Get classification labels from convolution filters

taiharry108 · May 24, 2019, 6:50pm

I’m wondering if this is possible:

Train a CNN as a standard classifier, e.g. classifying cats and dogs.
Since different filters can recognize different things, for example, some of them should be able to recognize eyes.
The activation of those layers should tell us where the eyes are. Then we should be able to extract the “coordinates” of the eyes and use them as the labels for a regression problem.
Then we should be able to train a CNN that can track where the eyes are in an image.

However, I do not know how to find those layers. Do you guys think it may work?
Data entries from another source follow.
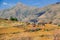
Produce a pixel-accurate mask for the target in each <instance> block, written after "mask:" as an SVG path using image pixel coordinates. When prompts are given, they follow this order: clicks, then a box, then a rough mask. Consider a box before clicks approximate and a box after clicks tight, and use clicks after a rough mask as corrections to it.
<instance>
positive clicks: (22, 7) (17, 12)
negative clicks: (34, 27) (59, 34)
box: [0, 2, 60, 24]
mask: <svg viewBox="0 0 60 40" xmlns="http://www.w3.org/2000/svg"><path fill="white" fill-rule="evenodd" d="M10 17H14V18H15V17H16V18H17V19H18V20H19V21H23V22H41V20H42V21H44V22H49V21H52V22H53V24H56V23H57V24H60V2H57V3H55V4H51V5H48V6H45V7H43V8H36V7H29V6H26V5H24V4H22V3H18V4H17V5H16V6H14V7H12V8H10V9H5V10H2V11H0V18H6V19H10Z"/></svg>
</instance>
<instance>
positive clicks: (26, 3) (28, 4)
mask: <svg viewBox="0 0 60 40" xmlns="http://www.w3.org/2000/svg"><path fill="white" fill-rule="evenodd" d="M59 1H60V0H0V9H6V8H10V7H13V6H15V5H16V4H17V3H19V2H20V3H22V4H25V5H27V6H35V7H44V6H47V5H49V4H53V3H56V2H59Z"/></svg>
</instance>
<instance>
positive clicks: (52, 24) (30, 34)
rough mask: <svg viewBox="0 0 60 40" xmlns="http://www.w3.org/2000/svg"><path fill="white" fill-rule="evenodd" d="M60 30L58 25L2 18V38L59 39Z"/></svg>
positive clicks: (18, 39) (9, 38)
mask: <svg viewBox="0 0 60 40" xmlns="http://www.w3.org/2000/svg"><path fill="white" fill-rule="evenodd" d="M59 32H60V26H58V25H53V24H45V25H41V24H32V23H27V22H26V23H25V22H18V21H10V20H3V19H2V20H0V40H58V39H59V38H60V37H59V36H56V35H60V33H59ZM59 40H60V39H59Z"/></svg>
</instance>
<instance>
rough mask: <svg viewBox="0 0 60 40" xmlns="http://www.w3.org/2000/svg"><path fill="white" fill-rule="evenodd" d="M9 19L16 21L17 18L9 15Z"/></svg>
mask: <svg viewBox="0 0 60 40" xmlns="http://www.w3.org/2000/svg"><path fill="white" fill-rule="evenodd" d="M10 20H12V21H18V19H17V18H16V17H15V18H13V17H12V16H11V17H10Z"/></svg>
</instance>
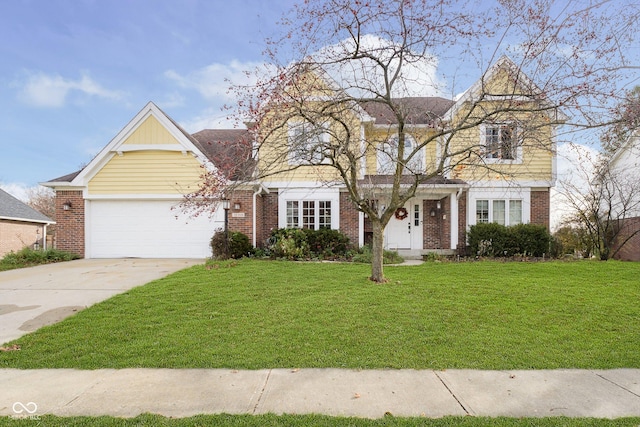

Any suggestion?

edxz7 · May 26, 2019, 12:25am

Hi Harry

Indeed, It’s possible to visualize the feature maps inside a convolutional neural network as you said, you can google “visualizing feature maps in a convolutional neural network” and you will find a good start, but if you want to track a particular feature, like the eyes in an image to do some inference for futures updates of the same image (like in the frames of a video) you will face serious problems.

First, you don’t know where are those layers which have the “eyes feature”. Second, for the neural network, all the features are meaningless by themselves.,(you maybe will require another neural network to check for the feature maps of the first). And finally all the features captured in the feature maps are rescaled and they have been lost all its context with respect to the original image.

On the other hand, a neural network called capsule network was design precisely to achieve the kind of things you described. Search on the internet for capsule networks and you will find plenty of useful information. Indeed the idea behind capsule networks is very clever.

A warning note: the capsule network is relatively recent (its paper was publish in 2017), so they are in an immature stage and it’s hard to make them work as they should. I tried to implement the capsule network published in the original paper to deploy an app capable to predict handwritten digits in real time under hard conditions and they perform poorly compare to others CNNs. I described a little more about this result here . The code I wrote to implement the capsule networks is in pytorch but I adapted it to be compatible with fastai. For some weird reason, I can’t get good results training this network with fastai (usually it’s very easy improve the accuracy of any architecture with fastai), but maybe you can make it work.

good, luck

taiharry108 · June 1, 2019, 3:10am

Thank you so much for your detailed reply! I’m gonna look into capsule network then. Hopefully I can make something from it!